Novelty toy stands are also a hit, he claims. “Wholesaler BJ Toys provides a stand with fangs, face-paints, fake blood and costumes on a sale or return basis. The toy paraphernalia is good as we’ll get 30% upwards on that.”
Wilf has also seen success with novelty accessories. “We’ve always sold hats, masks, fingernails, fake blood and costumes. It helps people to get into the spirit of things.”
Harj agrees: “BJ Toys supplies all of our standalone fixtures, featuring costumes, toys, masks and party decorations. Costumes went really well last year; we had to re-order as we sold out.”
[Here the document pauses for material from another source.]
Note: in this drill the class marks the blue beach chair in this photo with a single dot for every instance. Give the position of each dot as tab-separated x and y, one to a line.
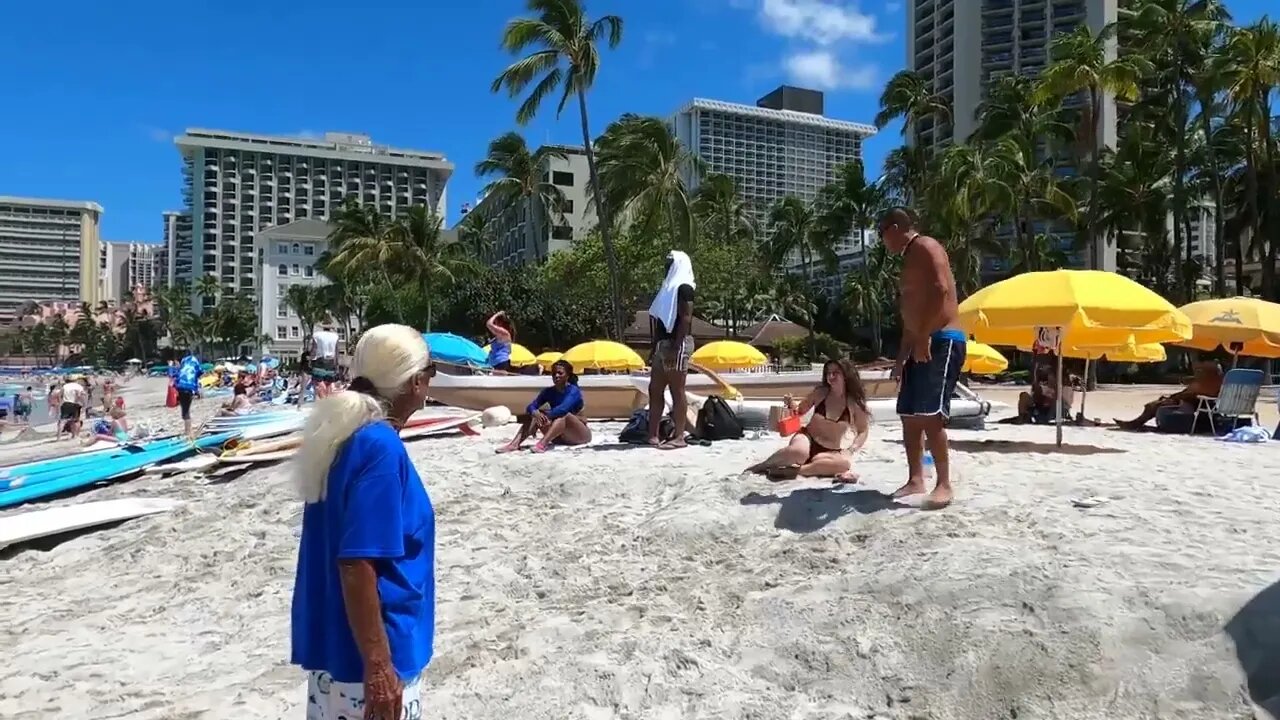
1235	401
Getting the balance between selling out and having wastage is tricky with seasonal goods, but there are ways to deal with the issue. “A lot of our novelty products are sale or return,” says Ramesh. “With confectionery there is difficulty in selling it after Halloween, but because we have good epos data we can make good judgements. There is some wastage, but we’ll reduce prices and sell at cost price.”
Harj also pays close attention to sales data. “Nisa sends out a pre-sales magazine and we use it to record what we sold, what we had left over and when it sold out (if it did). We put leftover stock on clip-strips and in dumpbins at the counter at the front of the store and wait a fortnight before reducing stock.”
HIM’s Halloween research notes that convenience retailers are reluctant to buy themed stock, with just 36% saying they feel they should get behind seasonal events with themed stock. However, HIM also states that just one in 10 Brits questioned considered their local shop a good source of Halloween items. “We know shoppers don’t think UK convenience stores do enough to maximise events in-store,” says Littler. “If you’re not seeing demand, it may be because you’re not creating one.” She urges retailers to think big and bold with displays and to think about how the products they stock are fulfilling a particular need, whether it’s trick or treat packs or Halloween party packs.
Ramesh has every intention of going big and bold again this year. “We’ve increased our Halloween orders by 30% this year. You can’t ignore Halloween; you need to invest and make a go of it.”
One of the big Halloween sellers at Nisa Mickleton is the alcohol category. “People look forward to Halloween – it’s all about parties for adults,” says owner Harj Dhasee. “I think they see it as the warm-up to Christmas, with wine, beer and spirits all included.”
Ramesh Shingadia at Londis Horsham and Southwater also reports healthy off-licence sales for both Halloween and Bonfire night, and expects this year to be particularly successful. “We have a lot of off-licence products on offer. The fact that Halloween falls on a Saturday is good.”
Spirits see a huge uplift in volume sales in the run up to Halloween in key multiple grocers (54%) compared with average weekly sales, according to Jägermeister marketing director Nicole Goodwin. But this spike in sales is not being reflected in c-stores. “In the impulse sector there is just a 7% uplift in the same period, which suggests retailers are missing out on this huge opportunity and should consider what to stock and how, ahead of the Halloween period and party season,” she says. “Jägermeister generates 34% higher than average weekly volume sales at Halloween in impulse and should therefore be a must-stock.”
Says Goodwin: “Halloween is the perfect opportunity for retailers to cross-merchandise Halloween products with spirits to grab the attention of those looking to purchase for parties and nights out.
“Use a Halloween display to attract consumers to specific products and help increase sales of key lines.”